複数の「指定方向外進行禁止」の道路標識と補助標識が取り付けられた結果、規制の内容を理解するのが非常に難解になってしまうことも。写真では大型車は「右折のみ可」の標識があるが、その右折路が手前と奥、どちらの道を指しているのかわかりづらい

 デザイン自体はシンプルである「指定方向外進行禁止」の道路標識ではあるが、初めて通る見知らぬ場所で出くわすと、その指示する方向がわからず、思わず「ん!?」となってしまうものも。

 その原因としてまずありがちなのが、5本以上の道路が交わる「多差路」と呼ばれる交差点に設置されているパターン。

 なかには、現場の道路事情に合わせて複数の矢印や線が複雑に絡み合ったものや、曲がりくねったいびつな形をしたものなどがあり、この先の道路がどのようにつながっているのかが理解しにくいことも。

 目的地に向かうのにクルマをどちらへ走らせたらいいのかと悩んでいる最中に、このような「指定方向外進行禁止」の道路標識を目にしてしまうと、ちょっとしたパニックに陥る可能性すらありうる。

 さらに難易度が高いのが、ひとつの交差点に複数の「指定方向外進行禁止」の道路標識が掲げられているというパターン。

 これは、車両区分や時間帯によって進むことができる方向が異なる交差点に設置されてるもので、それぞれの標識と合わせて取り付けられている補助標識を見なければ、その規制内容を正しく理解することができない。

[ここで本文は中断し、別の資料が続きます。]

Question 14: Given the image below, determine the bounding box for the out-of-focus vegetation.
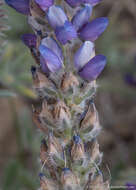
[0,1,136,189]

 とはいえ、その場所を初めて通るドライバーが、ひと目でそれらを確認して理解することはなかなか難しいのが現実だ。

 加えて先に挙げた複雑怪奇な形の交差点との組み合わせとなれば、難易度はMAXまで上昇してしまうだろう。

 こうした難解な道路標識は、探してみると案外とあちこちで見られるもの。見逃して違反切符を切られてしまった!……なんてことにならないよう、知らない道を走る際には特に気をつけたいものだ。